Sparlon has generated a lot of hype in recent months. The drug, intended for the condition known as attention deficit hyperactivity disorder (ADHD), carries the same active ingredient as Cephalon's Provigil, a medicine approved to treat excessive sleepiness related to certain sleep disorders.
Even as Sparlon was under review, the FDA had been mulling putting a black-box warning on other ADHD drugs marketed by big-name firms like Novartis
Now the tables appear to have almost completely turned. A more recent FDA panel recommended that the regulatory body not put a warning label on currently marketed drugs. Meanwhile, a different FDA panel went against Sparlon over concerns that it is linked to Stevens-Johnson syndrome, a rare and potentially fatal skin condition. The FDA believes more data is needed before Sparlon can be approved.

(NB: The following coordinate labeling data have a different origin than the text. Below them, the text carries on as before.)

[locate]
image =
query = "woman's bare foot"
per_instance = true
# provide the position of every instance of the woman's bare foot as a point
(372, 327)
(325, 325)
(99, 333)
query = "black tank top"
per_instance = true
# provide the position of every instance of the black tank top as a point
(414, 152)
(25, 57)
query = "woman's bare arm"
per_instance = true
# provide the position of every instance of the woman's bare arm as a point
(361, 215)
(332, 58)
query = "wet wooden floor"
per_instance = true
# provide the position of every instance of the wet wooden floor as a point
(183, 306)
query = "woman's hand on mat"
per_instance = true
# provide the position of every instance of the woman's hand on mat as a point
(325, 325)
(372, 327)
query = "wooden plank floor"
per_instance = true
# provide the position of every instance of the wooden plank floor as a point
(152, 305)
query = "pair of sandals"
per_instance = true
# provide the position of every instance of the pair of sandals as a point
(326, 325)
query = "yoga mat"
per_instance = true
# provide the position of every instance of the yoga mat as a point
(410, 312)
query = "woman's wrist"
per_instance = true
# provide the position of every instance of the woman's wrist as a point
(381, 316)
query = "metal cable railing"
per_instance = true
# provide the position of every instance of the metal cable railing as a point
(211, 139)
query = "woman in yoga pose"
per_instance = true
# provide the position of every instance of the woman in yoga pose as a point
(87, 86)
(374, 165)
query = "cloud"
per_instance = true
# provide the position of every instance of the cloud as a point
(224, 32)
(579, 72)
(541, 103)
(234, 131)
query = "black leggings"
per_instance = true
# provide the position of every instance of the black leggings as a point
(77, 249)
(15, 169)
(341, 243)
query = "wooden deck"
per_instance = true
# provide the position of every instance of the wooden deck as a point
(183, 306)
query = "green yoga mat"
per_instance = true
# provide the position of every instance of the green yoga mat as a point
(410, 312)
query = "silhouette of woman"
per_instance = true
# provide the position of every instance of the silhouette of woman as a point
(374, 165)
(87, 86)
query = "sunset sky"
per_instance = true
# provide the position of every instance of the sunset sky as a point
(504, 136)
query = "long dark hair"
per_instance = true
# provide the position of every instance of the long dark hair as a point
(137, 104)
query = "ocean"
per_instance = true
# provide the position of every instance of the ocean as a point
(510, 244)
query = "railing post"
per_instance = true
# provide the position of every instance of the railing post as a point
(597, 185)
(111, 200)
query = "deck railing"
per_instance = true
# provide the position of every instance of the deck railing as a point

Notably, though, the panel's decision isn't Sparlon's death knell. Cephalon seems likely to gather additional data and prepare to seek approval again. It's still possible that Sparlon will be marketed, especially if Cephalon can show that the Stevens-Johnson syndrome risk is very low or inconsequential.
But even if Sparlon is never approved, Cephalon remains in good shape for years to come. Provigil, its top seller, is safe from generic competition until 2011. Furthermore, sales of its second-best seller, Actiq, a treatment for breakthrough pain in opioid-tolerant cancer patients, have been showing solid growth.
It's definitely not a good day for Cephalon. But the company still has room to grow with marketed medicines, and Sparlon still has a shot at approval. Given these facts, investors may want to look at the current sell-off as a potential buying opportunity.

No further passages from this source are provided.